La pasta madre è una massa colonizzata da saccaromiceti e lattobacilli che deve essere mantenuta vitale al giusto grado di acidità attraverso i rinfreschi, aggiunte di acqua e farina, prima di prelevare la parte che verrà usata per la panificazione. I rinfreschi devono essere frequenti, almeno uno alla settimana per garantire la sopravvivenza della massa. La pasta madre può anche avere anche una consistenza fluida, come quella che conservo io in frigorifero fra una panificazione l'altra.



Pongo grande attenzione all'igiene degli strumenti usati. Uso acqua naturale non del rubinetto e una farina di tipo uno o semintegrale.Per rinfrescare la pasta aggiungo una quantità circa uguale a quella originale di acqua e farina. Raddoppiato l'impasto, lo divido nuovamente: una parte tornerà a riposare, l'altra diventerà agente lievitante della panificazione vera e propria. La pasta madre dovrebbe rappresentare la quarta parte della miscela totale. Aggiungo il sale all'impasto e lo faccio lievitare coperto da un panno. Quando la massa è cresciuta un bel po' la impasto nuovamente, magari con dei semi misti (zucca, sesamo e lino) dandole la forma definitiva di panini sui quali pratico un taglio a croce. Li sistemo direttamente sulla teglia da forno, coprendoli con un panno. Lascio passare dell'altro tempo e quando mi sembrano pronti (dopo un'ora o due) li inforno per circa una ventina di minuti a duecentoventi gradi.



martedì 20 ottobre 2009

Mi presento



Mi presento: sono Iliana, detta Lilla, e da oggi pubblico il racconto delle mie avventure gastronomiche.

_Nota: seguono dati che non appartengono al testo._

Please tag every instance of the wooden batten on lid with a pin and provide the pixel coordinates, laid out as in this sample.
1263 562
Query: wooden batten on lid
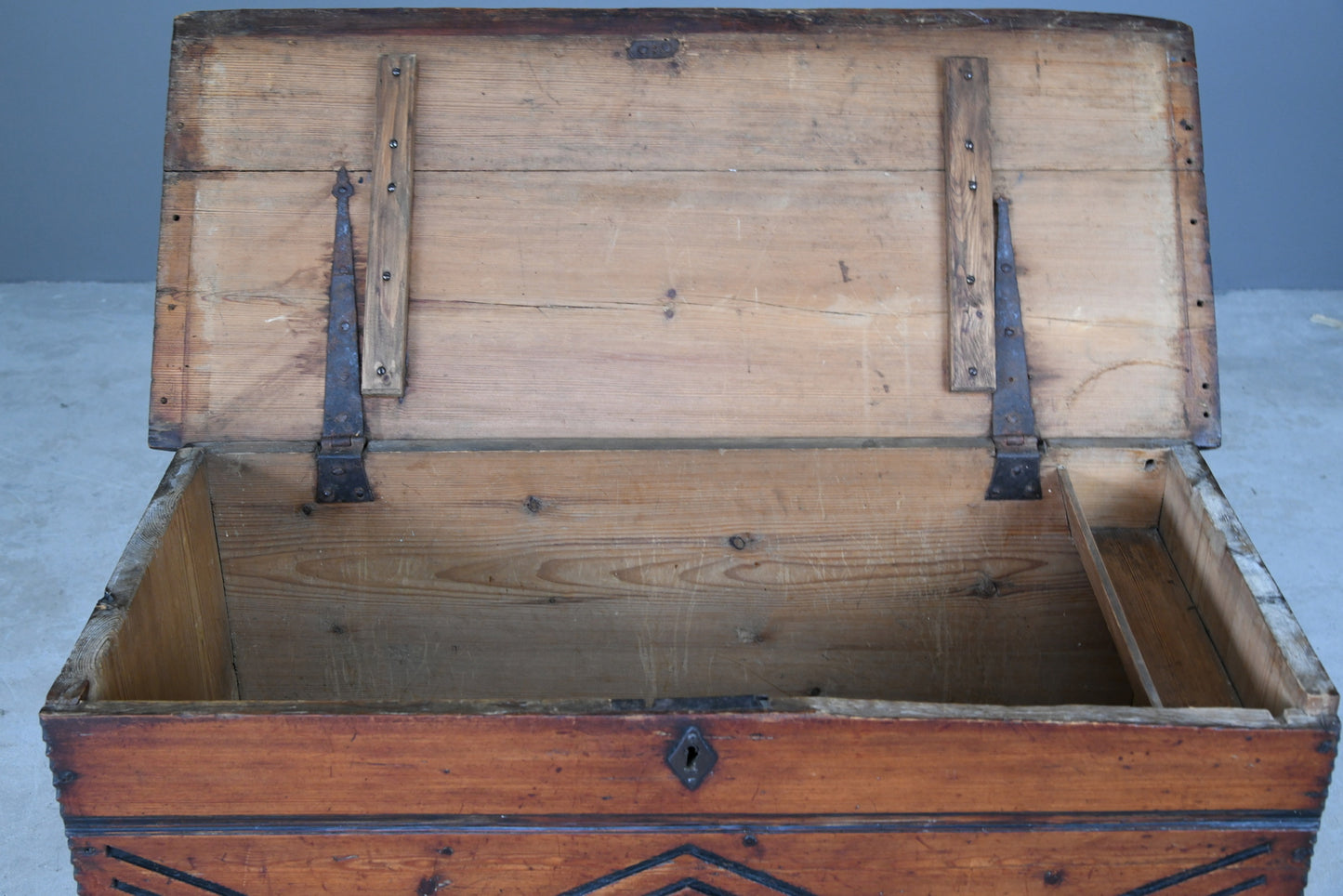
609 246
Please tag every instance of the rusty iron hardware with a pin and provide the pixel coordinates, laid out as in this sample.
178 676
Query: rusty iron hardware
654 48
1017 449
340 460
691 758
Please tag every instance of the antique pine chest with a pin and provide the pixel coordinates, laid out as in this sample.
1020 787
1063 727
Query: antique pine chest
687 452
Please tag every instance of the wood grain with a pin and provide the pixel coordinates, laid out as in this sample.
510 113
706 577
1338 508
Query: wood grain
648 573
970 226
1202 391
160 630
1113 607
607 305
1267 656
392 189
836 96
406 763
556 860
1183 663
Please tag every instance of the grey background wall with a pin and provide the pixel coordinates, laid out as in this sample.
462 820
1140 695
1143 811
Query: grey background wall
82 112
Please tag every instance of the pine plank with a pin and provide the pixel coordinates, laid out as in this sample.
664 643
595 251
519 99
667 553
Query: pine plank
844 96
1268 658
970 225
747 305
556 860
162 629
392 187
648 573
1183 663
407 763
1131 652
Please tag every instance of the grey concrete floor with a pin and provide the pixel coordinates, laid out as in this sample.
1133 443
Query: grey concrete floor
74 367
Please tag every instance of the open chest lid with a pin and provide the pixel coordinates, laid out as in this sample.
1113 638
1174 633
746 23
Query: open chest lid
700 226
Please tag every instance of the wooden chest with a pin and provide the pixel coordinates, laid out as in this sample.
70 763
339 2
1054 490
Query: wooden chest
747 508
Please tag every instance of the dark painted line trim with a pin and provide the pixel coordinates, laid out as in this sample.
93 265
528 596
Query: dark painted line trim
1240 889
171 874
187 826
130 889
1227 862
703 854
691 883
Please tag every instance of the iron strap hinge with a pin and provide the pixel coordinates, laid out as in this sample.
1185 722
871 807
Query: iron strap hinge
340 458
1016 445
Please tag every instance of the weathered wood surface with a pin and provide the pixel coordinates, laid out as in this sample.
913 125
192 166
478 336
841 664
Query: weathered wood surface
391 190
769 763
743 241
691 305
968 128
875 573
1265 653
1107 597
838 96
160 630
751 862
1185 666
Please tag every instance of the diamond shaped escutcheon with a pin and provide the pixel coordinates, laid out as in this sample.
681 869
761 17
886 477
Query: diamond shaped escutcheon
691 758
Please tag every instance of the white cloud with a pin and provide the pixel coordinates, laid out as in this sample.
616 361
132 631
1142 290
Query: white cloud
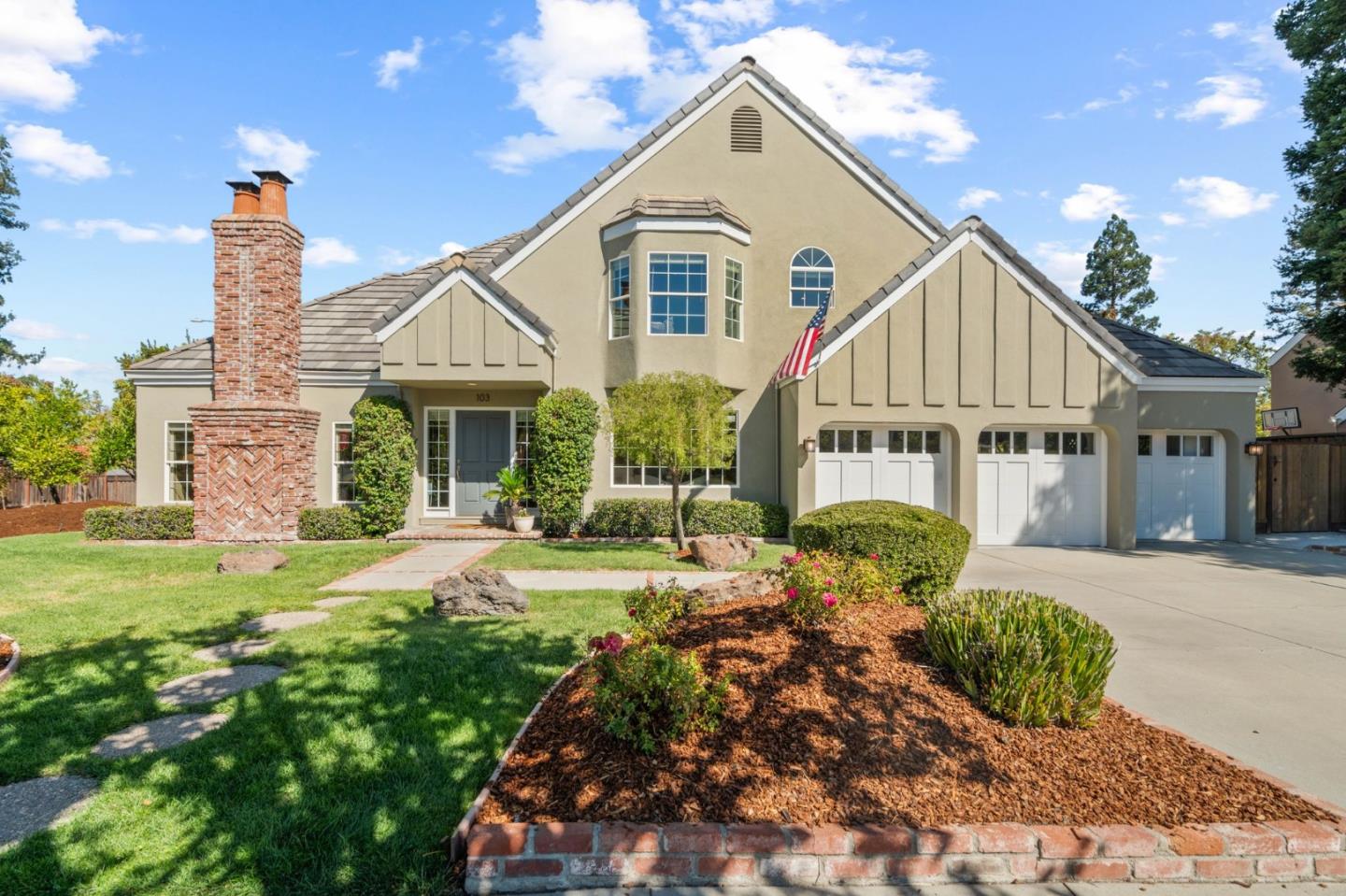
1233 97
321 251
26 329
88 228
394 62
581 50
51 155
1223 198
269 149
1095 202
976 198
38 40
1062 263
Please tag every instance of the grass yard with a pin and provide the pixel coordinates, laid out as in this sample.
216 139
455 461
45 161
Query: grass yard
587 554
342 776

Il mio interesse per la cucina nasce da bambina, in famiglia, dove osservavo i grandi intenti ai fornelli e desideravo imitarli.

C'erano anche i viaggi, per seguire mio padre e il suo lavoro in Africa. Altri sapori, altri rituali del cibo si spalancavano davanti ai miei sensi.

Poi è venuto il lavoro, l'esperienza in un noto ristorante a Bologna dove ho frequentato l'Università. Per guadagnare qualche cosa mi sono scoperta cuoca.

Dopo la laurea, per seguire un istinto che mi diceva che ero fatta per il cibo, sono tornata a studiare. Il mio rapporto con l'alimentazione si è fatto anche teorico, anzi, storico e culturale.

Infine lo studio si è trasformato in lavoro, e ho potuto scrivere della mia grande passione che ora voglio condividere in rete, con chi, vagabondando nel web, capiterà per caso fra le pagine del mio diario gastronomico.